Libraries, especially those at academic institutions aiming to educate students and future researchers, bear just such a burden. While great strides have been made at digitizing the innumerable volumes of information, using optical character recognition (OCR), research can still prove tedious and time-consuming if the text is left without linkages to foundational appendices, or other reference material.
The Data
During a recent project with an esteemed library, I was tasked with facilitating the ease-of-use of the transcripts of historical court tribunals by identifying and labeling the source of the evidentiary documents that were presented. These were either trial documents, used by either the prosecution or defense to argue their case, or evidence file documents, which are part of a broader domain of documents and contain their own naming scheme.

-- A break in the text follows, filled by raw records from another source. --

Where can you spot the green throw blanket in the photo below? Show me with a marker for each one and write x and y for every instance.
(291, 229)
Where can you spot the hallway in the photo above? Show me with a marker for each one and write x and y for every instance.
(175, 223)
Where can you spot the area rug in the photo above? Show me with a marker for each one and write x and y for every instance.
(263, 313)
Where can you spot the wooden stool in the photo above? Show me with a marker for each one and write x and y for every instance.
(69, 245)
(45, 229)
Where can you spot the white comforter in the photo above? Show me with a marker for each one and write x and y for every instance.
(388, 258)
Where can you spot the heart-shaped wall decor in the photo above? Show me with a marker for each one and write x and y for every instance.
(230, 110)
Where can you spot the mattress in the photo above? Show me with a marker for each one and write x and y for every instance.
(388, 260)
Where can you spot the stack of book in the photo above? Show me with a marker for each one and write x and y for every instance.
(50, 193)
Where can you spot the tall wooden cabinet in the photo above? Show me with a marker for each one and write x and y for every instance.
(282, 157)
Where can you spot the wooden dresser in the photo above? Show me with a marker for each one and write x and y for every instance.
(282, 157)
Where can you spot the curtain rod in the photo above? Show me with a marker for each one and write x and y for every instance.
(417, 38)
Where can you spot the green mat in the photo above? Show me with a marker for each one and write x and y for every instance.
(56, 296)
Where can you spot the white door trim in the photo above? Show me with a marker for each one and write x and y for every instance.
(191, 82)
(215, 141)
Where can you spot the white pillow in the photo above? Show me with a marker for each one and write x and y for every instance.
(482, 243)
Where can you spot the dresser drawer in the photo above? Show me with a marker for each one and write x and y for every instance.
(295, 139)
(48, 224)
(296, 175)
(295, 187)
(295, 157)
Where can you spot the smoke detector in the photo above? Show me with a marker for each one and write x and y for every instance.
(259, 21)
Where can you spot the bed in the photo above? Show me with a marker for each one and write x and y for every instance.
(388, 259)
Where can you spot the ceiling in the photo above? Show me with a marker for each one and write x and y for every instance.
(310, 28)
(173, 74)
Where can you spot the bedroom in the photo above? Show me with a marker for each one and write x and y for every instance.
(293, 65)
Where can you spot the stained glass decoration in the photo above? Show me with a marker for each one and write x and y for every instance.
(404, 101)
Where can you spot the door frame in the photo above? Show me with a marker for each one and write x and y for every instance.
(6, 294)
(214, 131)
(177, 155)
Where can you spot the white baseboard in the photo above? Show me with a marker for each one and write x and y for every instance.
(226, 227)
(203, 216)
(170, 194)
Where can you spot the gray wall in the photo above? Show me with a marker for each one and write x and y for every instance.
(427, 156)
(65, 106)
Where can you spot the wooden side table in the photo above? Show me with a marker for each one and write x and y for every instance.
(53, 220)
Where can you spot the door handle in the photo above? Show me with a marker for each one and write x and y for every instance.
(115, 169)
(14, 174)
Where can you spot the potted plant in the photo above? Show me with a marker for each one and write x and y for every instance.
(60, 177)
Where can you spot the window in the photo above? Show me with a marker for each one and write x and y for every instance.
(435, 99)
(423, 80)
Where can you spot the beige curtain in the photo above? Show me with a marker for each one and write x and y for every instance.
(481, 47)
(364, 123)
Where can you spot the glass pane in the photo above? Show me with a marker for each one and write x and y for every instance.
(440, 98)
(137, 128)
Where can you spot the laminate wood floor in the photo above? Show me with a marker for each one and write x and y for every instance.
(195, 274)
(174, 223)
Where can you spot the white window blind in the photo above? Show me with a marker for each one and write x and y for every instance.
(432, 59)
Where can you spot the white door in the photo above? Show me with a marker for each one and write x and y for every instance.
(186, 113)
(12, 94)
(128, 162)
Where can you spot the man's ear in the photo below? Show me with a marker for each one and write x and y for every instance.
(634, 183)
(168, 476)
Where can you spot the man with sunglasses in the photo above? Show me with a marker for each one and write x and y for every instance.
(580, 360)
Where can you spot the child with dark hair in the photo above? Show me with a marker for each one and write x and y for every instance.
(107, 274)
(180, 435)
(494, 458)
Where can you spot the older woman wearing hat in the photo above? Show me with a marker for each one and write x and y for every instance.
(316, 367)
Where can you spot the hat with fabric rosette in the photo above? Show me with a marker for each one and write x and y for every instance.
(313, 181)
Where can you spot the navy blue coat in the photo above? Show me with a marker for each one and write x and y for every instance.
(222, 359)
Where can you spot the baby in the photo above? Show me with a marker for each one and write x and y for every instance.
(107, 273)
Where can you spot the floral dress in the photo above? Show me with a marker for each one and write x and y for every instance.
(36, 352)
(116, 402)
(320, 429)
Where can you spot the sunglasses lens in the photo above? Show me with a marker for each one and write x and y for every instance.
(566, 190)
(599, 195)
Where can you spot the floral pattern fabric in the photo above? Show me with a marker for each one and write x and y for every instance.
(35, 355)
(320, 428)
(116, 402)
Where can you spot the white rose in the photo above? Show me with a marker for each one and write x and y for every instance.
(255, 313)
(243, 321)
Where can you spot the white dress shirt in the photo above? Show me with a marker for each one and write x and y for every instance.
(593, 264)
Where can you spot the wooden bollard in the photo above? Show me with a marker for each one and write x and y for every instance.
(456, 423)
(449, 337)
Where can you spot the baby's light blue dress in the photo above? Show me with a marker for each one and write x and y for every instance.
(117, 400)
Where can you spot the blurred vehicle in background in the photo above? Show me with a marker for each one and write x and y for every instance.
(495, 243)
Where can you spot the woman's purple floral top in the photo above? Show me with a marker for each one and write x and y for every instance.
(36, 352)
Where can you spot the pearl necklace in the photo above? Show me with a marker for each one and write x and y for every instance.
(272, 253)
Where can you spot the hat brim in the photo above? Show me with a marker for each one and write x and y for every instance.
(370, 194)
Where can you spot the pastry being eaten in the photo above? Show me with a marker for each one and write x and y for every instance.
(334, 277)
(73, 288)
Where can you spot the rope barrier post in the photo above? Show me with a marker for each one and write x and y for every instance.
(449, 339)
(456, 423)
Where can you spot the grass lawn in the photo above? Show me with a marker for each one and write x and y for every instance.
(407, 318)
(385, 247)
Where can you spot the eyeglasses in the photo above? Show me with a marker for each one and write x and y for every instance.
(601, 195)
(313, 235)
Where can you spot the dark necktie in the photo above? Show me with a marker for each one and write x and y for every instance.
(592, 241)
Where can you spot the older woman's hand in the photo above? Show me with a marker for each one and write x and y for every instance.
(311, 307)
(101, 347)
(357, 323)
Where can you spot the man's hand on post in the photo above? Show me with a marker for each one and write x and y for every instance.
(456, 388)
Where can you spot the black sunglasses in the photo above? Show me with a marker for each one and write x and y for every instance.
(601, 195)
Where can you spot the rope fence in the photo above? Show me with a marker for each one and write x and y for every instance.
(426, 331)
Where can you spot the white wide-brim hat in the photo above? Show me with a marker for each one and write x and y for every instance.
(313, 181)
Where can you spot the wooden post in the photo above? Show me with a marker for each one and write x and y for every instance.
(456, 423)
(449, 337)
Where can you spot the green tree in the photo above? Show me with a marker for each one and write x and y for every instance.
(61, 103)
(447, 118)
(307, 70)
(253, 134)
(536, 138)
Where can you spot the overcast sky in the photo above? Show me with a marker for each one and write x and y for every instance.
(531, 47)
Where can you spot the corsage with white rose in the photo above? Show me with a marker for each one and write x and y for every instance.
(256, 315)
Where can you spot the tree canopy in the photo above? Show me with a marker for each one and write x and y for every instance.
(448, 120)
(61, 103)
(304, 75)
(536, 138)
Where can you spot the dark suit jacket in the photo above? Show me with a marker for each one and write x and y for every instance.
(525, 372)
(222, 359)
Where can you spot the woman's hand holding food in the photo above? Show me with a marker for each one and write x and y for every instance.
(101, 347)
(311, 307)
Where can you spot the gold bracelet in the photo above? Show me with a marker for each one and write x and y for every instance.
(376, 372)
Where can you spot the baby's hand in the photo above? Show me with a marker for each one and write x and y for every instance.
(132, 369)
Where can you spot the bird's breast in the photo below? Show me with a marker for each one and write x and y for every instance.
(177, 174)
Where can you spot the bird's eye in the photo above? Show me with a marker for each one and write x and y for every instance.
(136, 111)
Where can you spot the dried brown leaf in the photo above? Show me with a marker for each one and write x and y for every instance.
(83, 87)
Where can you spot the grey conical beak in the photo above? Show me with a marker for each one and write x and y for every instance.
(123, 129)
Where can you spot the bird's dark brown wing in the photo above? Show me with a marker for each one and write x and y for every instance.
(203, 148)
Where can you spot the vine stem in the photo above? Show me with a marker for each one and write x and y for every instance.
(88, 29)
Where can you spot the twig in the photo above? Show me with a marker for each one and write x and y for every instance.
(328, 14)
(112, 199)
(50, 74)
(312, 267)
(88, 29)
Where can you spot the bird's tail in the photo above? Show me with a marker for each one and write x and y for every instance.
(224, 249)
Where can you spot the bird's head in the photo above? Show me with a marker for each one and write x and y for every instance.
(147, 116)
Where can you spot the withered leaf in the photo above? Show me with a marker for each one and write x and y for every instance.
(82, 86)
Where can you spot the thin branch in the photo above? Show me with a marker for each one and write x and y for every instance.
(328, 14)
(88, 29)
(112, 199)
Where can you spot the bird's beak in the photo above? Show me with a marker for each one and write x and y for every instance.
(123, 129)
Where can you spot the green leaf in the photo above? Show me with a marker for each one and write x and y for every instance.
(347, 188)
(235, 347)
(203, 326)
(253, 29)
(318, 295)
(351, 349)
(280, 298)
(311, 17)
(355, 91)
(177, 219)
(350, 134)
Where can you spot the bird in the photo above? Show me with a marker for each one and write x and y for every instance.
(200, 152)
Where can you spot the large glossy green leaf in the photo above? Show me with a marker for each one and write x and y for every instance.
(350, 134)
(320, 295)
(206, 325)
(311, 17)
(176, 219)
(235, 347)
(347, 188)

Each have their own specific means of identification. In the case of evidence file documents, regular expressions (regex) were used to find any of a set of pre-defined, coded document groups. Differentiating between prosecution and defense trial documents, on the other hand, relied on much more subtle context clues, and oftentimes required a careful reading of the transcript so as to properly follow the conversation.
The Method
On a first pass, all possible references were flagged with regex, and the evidence file documents partitioned off. Of the remaining references, those that were obviously prosecution or obviously defense were immediately classified and set aside for use as a training set to a random forest algorithm, in order to make a determination on the more ambiguous cases.
This is where the model was most liable to make mistakes. Accuracy of the tags was most important, but followed closely by recall (finding as many references as possible). Therefore, we engaged in regular back-and-forths with the client, who performed manual inspections of the results and reported back. In this way, we could fine-tune the algorithm by, for example, supplying additional features, hyperparameter tuning, or augmenting the less represented class.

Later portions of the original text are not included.